After years of getting praise for her supportive characters, Keough finally gets the role she was born to play and showcases her musical genes in addition to her acting chops. It’s a star-making turn that’s both iconic and transcendent. Reid Jenkins’ has not been shy about her book being inspired by the relationships within Fleetwood Mac, and DJATS fills the Stevie Nicks biopic void we’ve all been clamoring for. As the Lindsey to Keough’s Stevie, Sam Claflin has never been better. He, too, has been great in a lot of smaller projects in recent years, and with Billy, he captures the nuances of addiction in addition to thoughtful reflection on how artists compartmentalize their relationships. Rounding out the supporting cast includes standout performances from Camila Morrone as Billy’s long-suffering wife, who might be the backbone of the entire series, and Nabiyah Be’s Simone, whose friendship with Daisy becomes an emotional touchstone.

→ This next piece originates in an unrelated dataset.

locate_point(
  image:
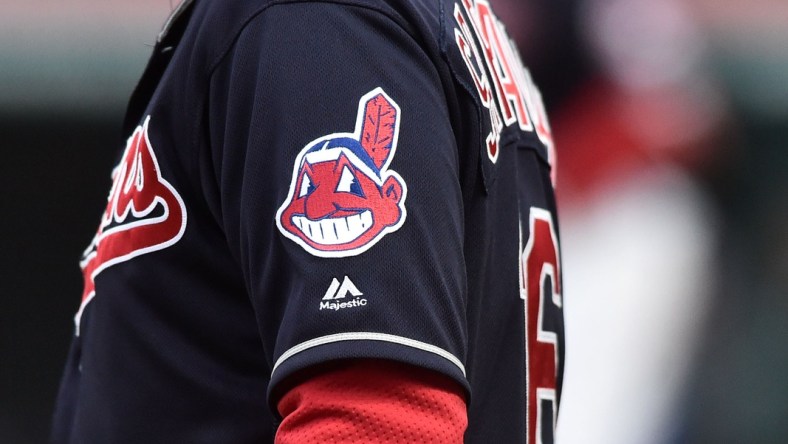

Aside from the performances, the other extraordinary feat is the depiction of the rock concerts themselves, which feel genuine and raw. Some recent rockstar biopics do not achieve the same level of authenticity as what this limited series does. It’s this care and attention to detail that elevates Daisy Jones and the Six from fan fiction to legend in her own time.
The first three episodes of Daisy Jones and the Six are streaming on Amazon starting March 3.